I just noticed today that when feeding my P's after a min or so they belly expand slighty, no doubt caused by food.

This, i would assume, is a good way to tell if all the fish have had food??


----------



## Judazzz (Jan 13, 2003)

If their bulges appear after a feeding session (and dissapear quite rapidly again), then it's indeed caused by them eating. When it appears pretty randomly, and stays, it probably has a different reason, which needs closer examination...

I don't know what size your p's are, but when my reds where small, they used to eat a lot, and often looked like a balloon after feeding (not uncommon with baby piranha's). When they grow larger and bulkier, it's not as easy to notice anymore, although some closer inspections can still reveal a fatter than usual tummy... :smile:


----------



## lastyboy (Apr 14, 2003)

Indeed its exactly that.
they get little bulging tummies from eating, but they soon flatten out.
Its quite funny really


----------



## Judazzz (Jan 13, 2003)

Yeah, piranha babies already look cute, but when they have a stuffed belly, those little gluttons are even more adorable


----------



## Mr. Hannibal (Feb 21, 2003)

100% correct!


----------



## RhomZilla (Feb 12, 2003)

Most definately, inflamation on belly does state food had just been consumed.

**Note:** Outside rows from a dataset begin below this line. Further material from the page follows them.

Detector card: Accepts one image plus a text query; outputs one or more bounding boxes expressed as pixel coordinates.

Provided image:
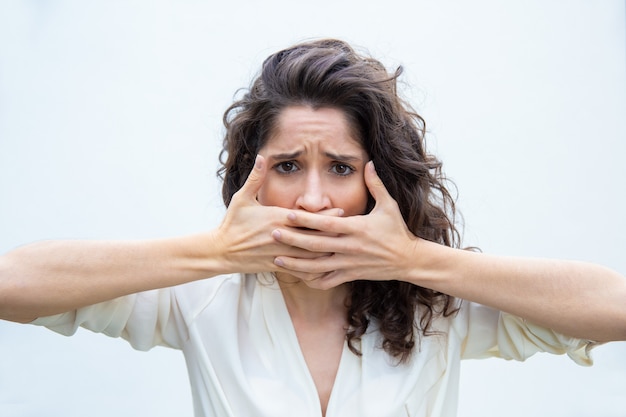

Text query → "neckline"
[258,273,352,417]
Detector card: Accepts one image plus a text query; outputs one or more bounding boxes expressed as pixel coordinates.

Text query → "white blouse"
[33,274,593,417]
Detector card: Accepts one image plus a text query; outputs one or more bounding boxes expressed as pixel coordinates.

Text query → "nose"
[296,170,332,213]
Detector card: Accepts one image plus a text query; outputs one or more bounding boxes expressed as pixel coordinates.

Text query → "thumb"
[237,155,267,200]
[364,161,392,210]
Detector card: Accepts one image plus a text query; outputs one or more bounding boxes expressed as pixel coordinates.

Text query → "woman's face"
[258,106,369,216]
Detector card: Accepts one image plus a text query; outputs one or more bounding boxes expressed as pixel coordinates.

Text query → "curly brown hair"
[218,39,460,361]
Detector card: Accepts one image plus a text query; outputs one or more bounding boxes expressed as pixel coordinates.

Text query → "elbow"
[0,255,37,323]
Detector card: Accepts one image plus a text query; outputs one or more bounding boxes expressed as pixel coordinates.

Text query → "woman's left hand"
[272,162,422,289]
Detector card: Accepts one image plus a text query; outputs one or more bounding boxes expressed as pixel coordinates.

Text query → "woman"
[0,40,626,416]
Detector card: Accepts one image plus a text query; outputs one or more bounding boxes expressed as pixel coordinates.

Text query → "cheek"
[334,183,370,216]
[257,180,291,208]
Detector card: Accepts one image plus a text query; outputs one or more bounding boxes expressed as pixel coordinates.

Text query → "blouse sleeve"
[453,301,598,366]
[32,287,187,350]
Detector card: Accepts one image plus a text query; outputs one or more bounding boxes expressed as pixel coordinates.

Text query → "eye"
[274,161,298,174]
[331,163,354,177]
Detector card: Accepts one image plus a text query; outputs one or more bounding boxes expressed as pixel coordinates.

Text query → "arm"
[0,157,324,322]
[273,161,626,342]
[0,234,219,322]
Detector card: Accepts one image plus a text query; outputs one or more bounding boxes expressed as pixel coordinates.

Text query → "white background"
[0,0,626,417]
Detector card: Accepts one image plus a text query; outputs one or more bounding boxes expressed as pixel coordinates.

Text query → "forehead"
[264,106,363,151]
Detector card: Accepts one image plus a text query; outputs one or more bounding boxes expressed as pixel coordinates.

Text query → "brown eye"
[274,161,298,174]
[332,164,354,176]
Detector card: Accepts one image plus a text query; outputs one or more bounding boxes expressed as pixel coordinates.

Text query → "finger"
[364,161,393,210]
[287,209,347,236]
[237,155,267,200]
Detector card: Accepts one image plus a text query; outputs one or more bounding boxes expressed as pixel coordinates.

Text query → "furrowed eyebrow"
[269,151,361,162]
[270,151,302,160]
[324,152,361,162]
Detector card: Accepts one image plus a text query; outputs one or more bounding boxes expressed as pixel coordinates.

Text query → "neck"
[276,274,348,323]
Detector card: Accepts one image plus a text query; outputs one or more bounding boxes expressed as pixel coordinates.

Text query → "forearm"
[415,243,626,341]
[0,234,221,322]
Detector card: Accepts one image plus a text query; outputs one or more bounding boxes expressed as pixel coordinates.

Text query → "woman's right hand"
[213,155,341,273]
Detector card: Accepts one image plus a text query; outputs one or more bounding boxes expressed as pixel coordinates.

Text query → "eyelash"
[273,161,356,177]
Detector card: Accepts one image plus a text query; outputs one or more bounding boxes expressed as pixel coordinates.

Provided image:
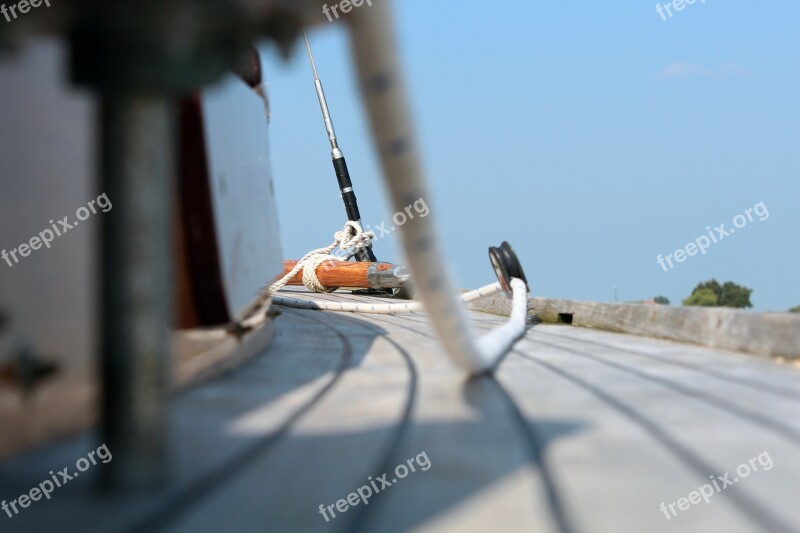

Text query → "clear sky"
[265,0,800,311]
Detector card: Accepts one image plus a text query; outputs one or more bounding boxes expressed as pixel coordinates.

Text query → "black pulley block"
[489,241,530,297]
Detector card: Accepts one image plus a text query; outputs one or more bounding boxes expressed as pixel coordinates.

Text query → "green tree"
[683,287,719,307]
[685,279,753,309]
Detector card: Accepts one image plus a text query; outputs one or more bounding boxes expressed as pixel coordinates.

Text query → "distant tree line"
[653,279,800,313]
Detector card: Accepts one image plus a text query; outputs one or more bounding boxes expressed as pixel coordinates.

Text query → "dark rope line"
[360,315,575,533]
[536,331,800,401]
[521,337,800,445]
[512,349,796,533]
[123,312,353,533]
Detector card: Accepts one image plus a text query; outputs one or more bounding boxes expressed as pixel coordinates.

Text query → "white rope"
[239,221,375,330]
[348,1,525,374]
[272,278,528,372]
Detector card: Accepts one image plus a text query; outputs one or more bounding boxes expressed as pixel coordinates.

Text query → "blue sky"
[265,0,800,311]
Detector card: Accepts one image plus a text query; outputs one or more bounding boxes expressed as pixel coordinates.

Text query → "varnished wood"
[283,259,394,289]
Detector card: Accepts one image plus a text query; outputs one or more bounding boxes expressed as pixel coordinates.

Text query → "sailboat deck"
[0,291,800,533]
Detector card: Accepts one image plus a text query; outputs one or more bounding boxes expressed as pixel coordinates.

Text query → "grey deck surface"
[0,293,800,533]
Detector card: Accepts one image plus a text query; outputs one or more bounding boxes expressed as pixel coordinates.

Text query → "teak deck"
[0,293,800,533]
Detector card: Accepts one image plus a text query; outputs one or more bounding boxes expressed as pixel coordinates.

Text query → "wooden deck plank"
[0,290,800,533]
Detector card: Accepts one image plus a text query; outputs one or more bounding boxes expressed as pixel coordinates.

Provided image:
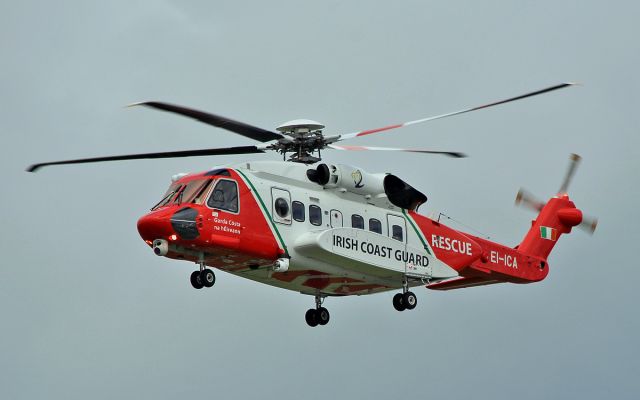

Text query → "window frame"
[291,200,307,222]
[391,224,404,243]
[369,218,382,235]
[204,178,240,215]
[351,214,364,230]
[309,204,323,226]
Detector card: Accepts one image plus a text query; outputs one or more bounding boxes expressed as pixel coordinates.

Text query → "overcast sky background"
[0,0,640,399]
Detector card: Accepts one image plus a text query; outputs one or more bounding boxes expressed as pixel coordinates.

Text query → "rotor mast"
[270,119,326,164]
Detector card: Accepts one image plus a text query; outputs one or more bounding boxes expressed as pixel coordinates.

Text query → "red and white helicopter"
[27,83,596,326]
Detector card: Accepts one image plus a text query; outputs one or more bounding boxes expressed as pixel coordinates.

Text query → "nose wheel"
[189,262,216,289]
[304,295,331,327]
[393,280,418,311]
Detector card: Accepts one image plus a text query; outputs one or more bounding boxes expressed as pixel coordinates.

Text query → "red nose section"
[138,212,174,241]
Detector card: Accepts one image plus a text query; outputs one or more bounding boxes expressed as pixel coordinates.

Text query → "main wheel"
[316,307,329,325]
[190,271,204,289]
[393,293,406,311]
[304,308,318,327]
[200,268,216,287]
[402,292,418,310]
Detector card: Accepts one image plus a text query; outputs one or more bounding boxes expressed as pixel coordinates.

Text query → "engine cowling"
[307,163,427,210]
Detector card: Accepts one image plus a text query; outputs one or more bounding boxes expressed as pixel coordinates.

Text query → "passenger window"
[291,201,304,222]
[369,218,382,234]
[309,204,322,226]
[207,180,238,213]
[351,214,364,229]
[391,225,404,242]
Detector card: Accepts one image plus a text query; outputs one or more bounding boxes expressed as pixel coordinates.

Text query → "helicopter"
[27,83,597,327]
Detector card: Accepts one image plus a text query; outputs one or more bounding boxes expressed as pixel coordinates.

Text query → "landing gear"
[304,295,331,327]
[189,262,216,289]
[190,271,204,289]
[393,280,418,311]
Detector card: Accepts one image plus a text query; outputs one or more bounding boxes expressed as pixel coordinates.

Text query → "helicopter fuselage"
[138,161,547,296]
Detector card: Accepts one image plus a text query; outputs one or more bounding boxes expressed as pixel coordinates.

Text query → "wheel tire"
[304,308,318,327]
[402,292,418,310]
[316,307,331,325]
[200,268,216,287]
[393,293,406,311]
[190,271,204,289]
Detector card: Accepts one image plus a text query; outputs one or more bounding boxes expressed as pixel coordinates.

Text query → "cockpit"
[151,177,239,213]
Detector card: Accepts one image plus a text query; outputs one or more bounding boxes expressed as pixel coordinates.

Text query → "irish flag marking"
[540,226,558,242]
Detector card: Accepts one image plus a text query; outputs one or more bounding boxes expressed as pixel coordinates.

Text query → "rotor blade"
[516,188,544,211]
[129,101,284,142]
[558,154,582,194]
[334,82,575,142]
[27,146,264,172]
[327,144,467,158]
[578,213,598,235]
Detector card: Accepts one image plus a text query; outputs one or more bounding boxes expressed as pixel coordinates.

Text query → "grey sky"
[0,1,640,399]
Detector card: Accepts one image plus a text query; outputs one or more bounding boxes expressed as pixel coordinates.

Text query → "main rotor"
[27,83,574,172]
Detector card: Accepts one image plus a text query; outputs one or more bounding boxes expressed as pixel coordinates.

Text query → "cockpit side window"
[207,179,239,213]
[151,183,181,211]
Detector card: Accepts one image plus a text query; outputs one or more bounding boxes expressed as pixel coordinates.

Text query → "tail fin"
[518,194,582,259]
[516,154,598,259]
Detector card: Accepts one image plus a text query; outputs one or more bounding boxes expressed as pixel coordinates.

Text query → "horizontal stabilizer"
[427,277,503,290]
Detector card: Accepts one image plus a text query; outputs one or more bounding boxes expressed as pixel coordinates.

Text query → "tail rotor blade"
[558,154,582,194]
[578,214,598,235]
[516,188,544,211]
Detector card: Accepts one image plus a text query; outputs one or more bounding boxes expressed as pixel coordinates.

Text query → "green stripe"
[402,208,433,256]
[235,169,289,255]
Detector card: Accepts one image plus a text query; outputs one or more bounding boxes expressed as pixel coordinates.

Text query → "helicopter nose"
[138,213,175,243]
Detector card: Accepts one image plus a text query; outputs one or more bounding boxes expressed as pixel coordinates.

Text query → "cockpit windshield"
[151,179,213,211]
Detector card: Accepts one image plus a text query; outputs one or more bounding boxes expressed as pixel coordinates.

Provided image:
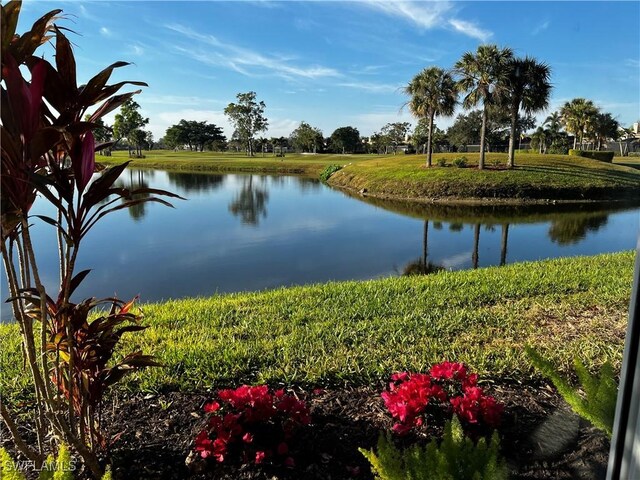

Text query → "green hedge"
[569,149,614,163]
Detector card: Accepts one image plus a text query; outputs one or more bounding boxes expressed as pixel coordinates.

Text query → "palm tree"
[505,57,552,168]
[560,98,598,150]
[589,113,620,150]
[531,127,549,153]
[542,112,562,146]
[455,45,513,170]
[404,67,458,167]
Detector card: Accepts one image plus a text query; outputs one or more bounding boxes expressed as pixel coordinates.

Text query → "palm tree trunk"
[500,223,509,266]
[508,105,518,168]
[478,103,487,170]
[427,112,433,168]
[422,220,429,271]
[471,223,480,268]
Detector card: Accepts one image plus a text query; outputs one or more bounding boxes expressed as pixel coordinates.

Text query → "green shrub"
[453,156,467,168]
[526,347,618,437]
[359,417,508,480]
[320,165,342,182]
[547,145,569,155]
[569,149,614,163]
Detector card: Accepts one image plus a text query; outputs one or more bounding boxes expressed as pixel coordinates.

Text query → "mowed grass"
[98,150,640,202]
[329,153,640,200]
[96,150,372,178]
[0,252,634,398]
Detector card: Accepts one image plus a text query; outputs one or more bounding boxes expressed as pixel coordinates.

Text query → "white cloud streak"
[449,18,493,42]
[337,82,402,93]
[531,20,550,35]
[360,0,493,42]
[165,24,342,79]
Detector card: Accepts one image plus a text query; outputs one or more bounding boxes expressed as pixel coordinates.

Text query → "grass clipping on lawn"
[0,252,634,398]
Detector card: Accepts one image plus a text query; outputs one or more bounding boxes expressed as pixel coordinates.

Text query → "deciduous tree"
[329,127,361,153]
[289,122,324,153]
[113,98,149,156]
[224,92,269,157]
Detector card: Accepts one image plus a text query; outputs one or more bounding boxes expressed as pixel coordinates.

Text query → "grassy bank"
[329,153,640,201]
[0,253,633,396]
[98,151,640,203]
[97,150,370,178]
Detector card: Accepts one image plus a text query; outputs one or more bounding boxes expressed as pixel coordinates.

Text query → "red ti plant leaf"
[71,130,96,193]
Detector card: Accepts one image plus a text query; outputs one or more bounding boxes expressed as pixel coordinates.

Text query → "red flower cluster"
[195,385,311,467]
[382,362,503,435]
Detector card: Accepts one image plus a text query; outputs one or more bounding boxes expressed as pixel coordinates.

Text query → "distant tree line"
[97,57,637,159]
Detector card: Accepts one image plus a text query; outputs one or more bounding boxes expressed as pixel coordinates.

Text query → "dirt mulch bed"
[85,380,609,480]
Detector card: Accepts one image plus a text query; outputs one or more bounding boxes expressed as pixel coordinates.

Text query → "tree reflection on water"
[229,175,269,226]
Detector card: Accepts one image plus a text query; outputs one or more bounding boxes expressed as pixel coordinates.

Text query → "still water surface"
[2,170,640,318]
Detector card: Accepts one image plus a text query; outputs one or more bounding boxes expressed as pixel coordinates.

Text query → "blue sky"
[18,0,640,139]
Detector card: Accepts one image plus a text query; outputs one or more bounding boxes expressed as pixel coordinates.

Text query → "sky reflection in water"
[2,170,640,318]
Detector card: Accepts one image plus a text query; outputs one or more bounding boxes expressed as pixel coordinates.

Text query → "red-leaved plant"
[382,362,503,435]
[0,1,177,478]
[195,385,311,467]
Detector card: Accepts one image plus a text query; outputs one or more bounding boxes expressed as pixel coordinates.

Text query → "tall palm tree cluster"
[404,45,552,169]
[404,45,624,170]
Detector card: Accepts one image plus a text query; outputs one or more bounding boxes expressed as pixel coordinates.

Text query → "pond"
[2,170,640,320]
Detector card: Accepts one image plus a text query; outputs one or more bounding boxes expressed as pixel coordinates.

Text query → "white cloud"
[362,0,452,29]
[154,109,233,138]
[78,3,98,21]
[531,20,549,35]
[337,82,402,93]
[127,44,145,57]
[261,118,300,137]
[360,0,493,42]
[449,18,493,42]
[144,94,224,105]
[345,109,416,137]
[149,107,300,139]
[165,24,341,79]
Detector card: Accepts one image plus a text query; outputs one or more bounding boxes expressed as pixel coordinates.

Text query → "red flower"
[195,385,311,463]
[381,362,503,435]
[204,402,220,413]
[278,442,289,455]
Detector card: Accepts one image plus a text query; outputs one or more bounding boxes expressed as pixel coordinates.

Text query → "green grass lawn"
[329,153,640,200]
[0,253,634,398]
[98,151,640,202]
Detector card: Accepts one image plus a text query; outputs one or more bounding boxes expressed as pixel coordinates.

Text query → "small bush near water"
[195,385,311,467]
[453,156,467,168]
[526,347,618,438]
[360,417,508,480]
[569,149,614,163]
[320,165,342,182]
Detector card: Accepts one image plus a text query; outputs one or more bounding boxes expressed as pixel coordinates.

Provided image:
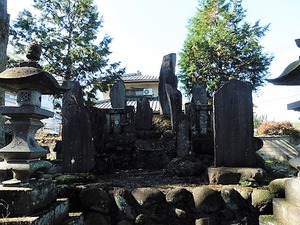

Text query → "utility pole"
[0,0,9,147]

Depending what stage, or how matured your Ps are.. one other factor of swelling may even be reasons for pregnancy.


----------



## lastyboy (Apr 14, 2003)

Yeah its def due to feeding.
A hungry fish is a healthy fish.

Is it not?


----------



## SnowCichlid (Jan 10, 2003)

Better eating than not eating at all ... "I'm not fat, im just big boned"


----------



## lastyboy (Apr 14, 2003)

HaHAhA!!!!!!
Indeed!

Im not sleeping, Im just resting my eyelids!!!!!!!


----------